Midas Hospitality, a St. Louis-based hotel company with 44 locations around the U.S., started holding job fairs to increase staffing as coronavirus restrictions eased about two months ago. In many cases, no one showed up, said
Linda Eigelberger,
senior vice president for operations and marketing. Other times, only two people would arrive, immediately get offered jobs and then not show up to start work, she said.
Then a few weeks ago, things began to change at its Missouri locations. At one property, seven people came to a job fair, which Ms. Eigelberger took as a positive sign. Then, two weeks ago, the Element St. Louis Midtown hotel had a breakthrough with 40 job seekers, she said.
“It’s crazy how quickly” things seem to be ramping up, she said, noting that workers in other states where Midas operates and the federal benefits are still in place appear reluctant to re-enter the workforce.
The hotel had 11 openings, including housekeeping, front desk and food-service jobs, Ms. Eigelberger said. It offered positions to nine job seekers at the fair, and all of them arrived for their first day of work. Several of the new hires had been out of work for at least six months.

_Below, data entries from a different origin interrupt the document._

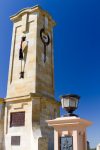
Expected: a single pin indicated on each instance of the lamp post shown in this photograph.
(70, 103)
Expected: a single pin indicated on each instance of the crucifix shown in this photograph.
(45, 39)
(22, 52)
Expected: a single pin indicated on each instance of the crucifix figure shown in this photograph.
(45, 39)
(22, 51)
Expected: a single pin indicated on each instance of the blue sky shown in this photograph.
(76, 51)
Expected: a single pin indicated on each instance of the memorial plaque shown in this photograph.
(17, 119)
(15, 140)
(66, 143)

Missouri’s economy had a less-severe downturn last year than other parts of the country, especially densely populated cities and tourism hubs. The state’s unemployment rate peaked at 12.5% in April 2020, below the 14.8% national average, and fell below 5% by the fall.
Missouri placed fewer restrictions on activity, including not imposing a statewide ban on indoor dining, said
Steven Fazzari,
economist at Washington University in St. Louis.

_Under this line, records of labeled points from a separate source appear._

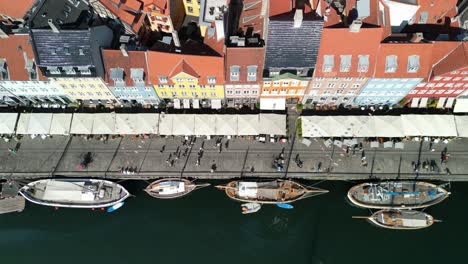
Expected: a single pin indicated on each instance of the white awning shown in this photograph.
(429, 125)
(176, 103)
(441, 102)
(247, 125)
(82, 124)
(415, 102)
(205, 125)
(226, 125)
(462, 125)
(186, 103)
(272, 103)
(103, 124)
(165, 124)
(60, 124)
(216, 104)
(450, 102)
(183, 125)
(423, 102)
(8, 122)
(272, 124)
(34, 123)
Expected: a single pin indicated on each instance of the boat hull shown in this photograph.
(400, 200)
(29, 192)
(188, 188)
(376, 219)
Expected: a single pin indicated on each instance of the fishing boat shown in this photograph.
(74, 193)
(249, 208)
(400, 219)
(397, 195)
(172, 188)
(268, 192)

Restrictions were lightly enforced, especially outside of the state’s bigger cities, and the businesses moved earlier than those in other parts of the country to reopen, he said.
Still, he said he thinks it was a mistake for the state to end extended benefits, in part because the aid would have given job seekers more time to find a match that best fits their skills and location.
“The pandemic was a massive disruption, and many people only were able to receive their vaccines recently,” Mr. Fazzari said. “It’s reasonable to give them to September to adjust.”
Davina Roberson of Fenton, Mo., said she is scrambling now that her benefits have been cut off. The 45-year-old mother of two boys with special needs was furloughed last year from a corporate-travel agent job that paid her $26 an hour and allowed her to work from home, which helped her manage the boys’ care.
Her former employer has kept her on health benefits, which she would forfeit if she took another job. Ms. Roberson said she is now turning to food pantries, and charities like St. Vincent de Paul for food and clothing. She hopes an uptick in corporate travel will lead to her recall. Meanwhile, she said the jobs that are open at fast-food restaurants and large retailers would pay her a fraction of her prior wages and force her to put her boys on Medicaid.
“It’s not that I don’t want to go back to work,” Ms. Roberson said. But “if I took a minimum wage job, I’d be working for health insurance and child care and have nothing left to live on.”
Some Missouri businesses haven’t seen a rapid rise in applications.
Blake Day,
president of Shick Esteve, a Kansas City-based maker of equipment to move flour and other ingredients via pneumatic tubes through industrial bakeries, has been looking to hire 10 more people for a few months.
“It’s been difficult to recruit,” he said. “The applicant pool just doesn’t seem to be as robust as it has been in the past.”
He said he isn’t sure if the unemployment benefit specifically is slowing hiring because all of the jobs at the plant pay more than $15 an hour. At the same time, he said, it seems like all manufacturers are going after the same workers.
Mr. Day recently noticed a sign hanging outside a corrugated-packaging plant owned by
International Paper Co.
that sits next to his plant seeking new hires and offering a starting wage of $18.91 an hour.
“Big and bold,” he said of the sign. “Most of our people make more than that, but you can see the competition is out there.”
A spokesman for International Paper said the pandemic followed by the improving economy had intensified its need to hire. The company has been able to keep up with demand by adding overtime and, in some cases, weekend shifts, he said.